The present invention is generally directed to fuel cell components, and to solid oxide fuel cells in particular.
Fuel cells are electrochemical devices which can convert energy stored in fuels to electrical energy with high efficiencies. Electrolyzer cells are electrochemical devices which can use electrical energy to reduce a given material, such as water, to generate a fuel, such as hydrogen. The fuel and electrolyzer cells may comprise reversible cells which operate in both fuel cell and electrolysis mode.

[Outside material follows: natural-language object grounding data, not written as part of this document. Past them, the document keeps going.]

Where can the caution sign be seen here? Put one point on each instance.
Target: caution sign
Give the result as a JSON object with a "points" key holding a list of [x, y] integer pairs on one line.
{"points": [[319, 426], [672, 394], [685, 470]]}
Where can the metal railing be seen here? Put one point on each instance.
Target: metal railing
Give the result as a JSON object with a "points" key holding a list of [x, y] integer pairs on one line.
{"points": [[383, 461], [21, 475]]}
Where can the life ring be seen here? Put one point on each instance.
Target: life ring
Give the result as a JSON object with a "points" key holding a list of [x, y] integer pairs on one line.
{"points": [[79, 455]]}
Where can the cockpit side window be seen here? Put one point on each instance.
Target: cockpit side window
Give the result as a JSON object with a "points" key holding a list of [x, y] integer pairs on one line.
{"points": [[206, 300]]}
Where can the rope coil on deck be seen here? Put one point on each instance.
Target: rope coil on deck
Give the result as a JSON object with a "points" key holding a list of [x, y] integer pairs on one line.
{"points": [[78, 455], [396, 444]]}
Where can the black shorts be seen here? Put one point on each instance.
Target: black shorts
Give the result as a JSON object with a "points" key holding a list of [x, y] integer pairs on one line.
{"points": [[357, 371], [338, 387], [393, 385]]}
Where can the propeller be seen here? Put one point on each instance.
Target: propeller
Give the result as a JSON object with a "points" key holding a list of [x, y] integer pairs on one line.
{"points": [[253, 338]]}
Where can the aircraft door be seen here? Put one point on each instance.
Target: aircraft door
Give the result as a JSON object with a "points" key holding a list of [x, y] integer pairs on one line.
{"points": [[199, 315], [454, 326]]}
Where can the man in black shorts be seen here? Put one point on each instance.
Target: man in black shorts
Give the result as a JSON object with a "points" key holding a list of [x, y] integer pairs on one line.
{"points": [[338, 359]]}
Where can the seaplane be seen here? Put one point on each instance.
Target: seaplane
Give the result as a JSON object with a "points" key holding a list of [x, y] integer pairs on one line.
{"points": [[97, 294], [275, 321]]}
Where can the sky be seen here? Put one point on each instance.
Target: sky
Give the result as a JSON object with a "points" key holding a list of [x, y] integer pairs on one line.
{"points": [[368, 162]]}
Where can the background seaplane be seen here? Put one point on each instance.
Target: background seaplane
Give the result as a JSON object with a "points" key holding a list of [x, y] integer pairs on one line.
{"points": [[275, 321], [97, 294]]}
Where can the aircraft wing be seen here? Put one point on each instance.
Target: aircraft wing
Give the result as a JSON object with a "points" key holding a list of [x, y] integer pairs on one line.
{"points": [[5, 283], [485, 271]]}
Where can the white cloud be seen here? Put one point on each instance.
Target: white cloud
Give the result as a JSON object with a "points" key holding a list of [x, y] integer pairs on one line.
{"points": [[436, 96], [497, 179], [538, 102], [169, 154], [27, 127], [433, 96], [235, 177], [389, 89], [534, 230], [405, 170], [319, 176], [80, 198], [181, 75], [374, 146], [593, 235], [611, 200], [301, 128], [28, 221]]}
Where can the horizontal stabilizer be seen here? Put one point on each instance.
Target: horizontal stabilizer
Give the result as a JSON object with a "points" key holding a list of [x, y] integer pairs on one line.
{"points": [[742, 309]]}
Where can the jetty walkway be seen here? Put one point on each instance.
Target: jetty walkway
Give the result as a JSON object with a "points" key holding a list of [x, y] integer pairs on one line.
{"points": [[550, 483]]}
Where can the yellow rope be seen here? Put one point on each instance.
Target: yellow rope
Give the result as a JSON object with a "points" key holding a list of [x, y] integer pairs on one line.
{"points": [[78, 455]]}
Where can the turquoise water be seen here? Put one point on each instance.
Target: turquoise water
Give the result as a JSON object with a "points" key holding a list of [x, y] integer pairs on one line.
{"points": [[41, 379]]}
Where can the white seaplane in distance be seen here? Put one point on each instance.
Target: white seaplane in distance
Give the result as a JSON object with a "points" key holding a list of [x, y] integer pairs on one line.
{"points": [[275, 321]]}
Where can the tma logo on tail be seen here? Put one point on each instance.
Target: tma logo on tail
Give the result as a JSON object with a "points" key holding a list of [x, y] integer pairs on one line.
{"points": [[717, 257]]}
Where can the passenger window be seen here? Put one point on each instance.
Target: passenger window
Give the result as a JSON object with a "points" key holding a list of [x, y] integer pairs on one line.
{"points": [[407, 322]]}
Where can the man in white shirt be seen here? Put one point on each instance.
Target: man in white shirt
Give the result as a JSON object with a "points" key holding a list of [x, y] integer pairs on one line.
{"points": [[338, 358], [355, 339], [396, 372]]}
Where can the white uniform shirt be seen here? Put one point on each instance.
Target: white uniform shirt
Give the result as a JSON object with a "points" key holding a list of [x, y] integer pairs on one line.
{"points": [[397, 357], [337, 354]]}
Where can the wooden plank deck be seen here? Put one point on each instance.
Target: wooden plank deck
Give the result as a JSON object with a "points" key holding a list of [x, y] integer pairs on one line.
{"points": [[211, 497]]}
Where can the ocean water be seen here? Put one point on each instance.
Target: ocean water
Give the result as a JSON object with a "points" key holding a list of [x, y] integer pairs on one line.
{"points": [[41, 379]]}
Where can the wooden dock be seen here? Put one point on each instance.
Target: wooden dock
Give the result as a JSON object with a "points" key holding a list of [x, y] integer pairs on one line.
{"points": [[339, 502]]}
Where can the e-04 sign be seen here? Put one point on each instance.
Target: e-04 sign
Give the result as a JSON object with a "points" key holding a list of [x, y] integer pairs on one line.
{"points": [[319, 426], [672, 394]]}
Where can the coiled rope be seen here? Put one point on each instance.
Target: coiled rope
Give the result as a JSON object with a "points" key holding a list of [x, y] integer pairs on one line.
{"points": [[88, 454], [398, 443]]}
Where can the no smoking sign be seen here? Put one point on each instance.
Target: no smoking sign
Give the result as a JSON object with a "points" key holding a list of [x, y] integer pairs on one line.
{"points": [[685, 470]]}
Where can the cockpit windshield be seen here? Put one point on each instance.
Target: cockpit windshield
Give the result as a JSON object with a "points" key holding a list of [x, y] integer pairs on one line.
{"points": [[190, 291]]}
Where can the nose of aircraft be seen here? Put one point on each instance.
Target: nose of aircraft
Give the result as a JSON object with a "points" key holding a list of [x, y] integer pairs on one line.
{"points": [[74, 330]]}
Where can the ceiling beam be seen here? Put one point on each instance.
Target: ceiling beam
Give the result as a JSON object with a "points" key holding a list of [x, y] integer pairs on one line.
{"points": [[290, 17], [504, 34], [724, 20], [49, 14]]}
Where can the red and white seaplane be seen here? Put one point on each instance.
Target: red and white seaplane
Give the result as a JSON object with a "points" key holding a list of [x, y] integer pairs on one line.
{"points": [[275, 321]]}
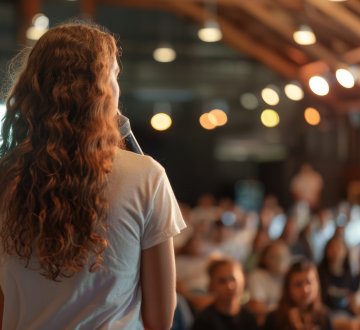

In a high temperature fuel cell system, such as a solid oxide fuel cell (SOFC) system, an oxidizing flow is passed through the cathode side of the fuel cell while a fuel flow is passed through the anode side of the fuel cell. The oxidizing flow is typically air, while the fuel flow can be a hydrocarbon fuel, such as methane, natural gas, pentane, ethanol, or methanol. The fuel cell, operating at a typical temperature between 750° C. and 950° C., enables the transport of negatively charged oxygen ions from the cathode flow stream to the anode flow stream, where the ion combines with either free hydrogen or hydrogen in a hydrocarbon molecule to form water vapor and/or with carbon monoxide to form carbon dioxide. The excess electrons from the negatively charged ion are routed back to the cathode side of the fuel cell through an electrical circuit completed between anode and cathode, resulting in an electrical current flow through the circuit. A solid oxide reversible fuel cell (SORFC) system generates electrical energy and reactant product (i.e., oxidized fuel) from fuel and oxidizer in a fuel cell or discharge mode and generates the fuel and oxidant using electrical energy in an electrolysis or charge mode.
Fuel cell stacks are frequently built from a multiplicity of cells in the form of planar elements, tubes, or other geometries. Fuel cell stacks, particularly those with planar geometry, often use seals between electrolyte and interconnect surfaces to contain fuel and air at various locations within the stack. As shown in FIG. 1, in fuel cell stacks that are internally manifolded for fuel (i.e., in which fuel is provided through fuel riser openings in SOFCs and interconnects in the stack) electrolyte crack formation has been observed at ring seals initiated by cell electrolyte corrosion. A ring seal is a seal that surrounds the fuel inlet and fuel outlet riser openings between the cathode (i.e., air) side of a given SOFC and an air side of an adjacent interconnect (also known as a gas separator plate). This corrosion in conjunction with stresses which occur during operation lead to cracks, cell cracking and catastrophic failure at elevated temperatures (e.g., after 2 hours at 900 C) as shown in FIG. 2.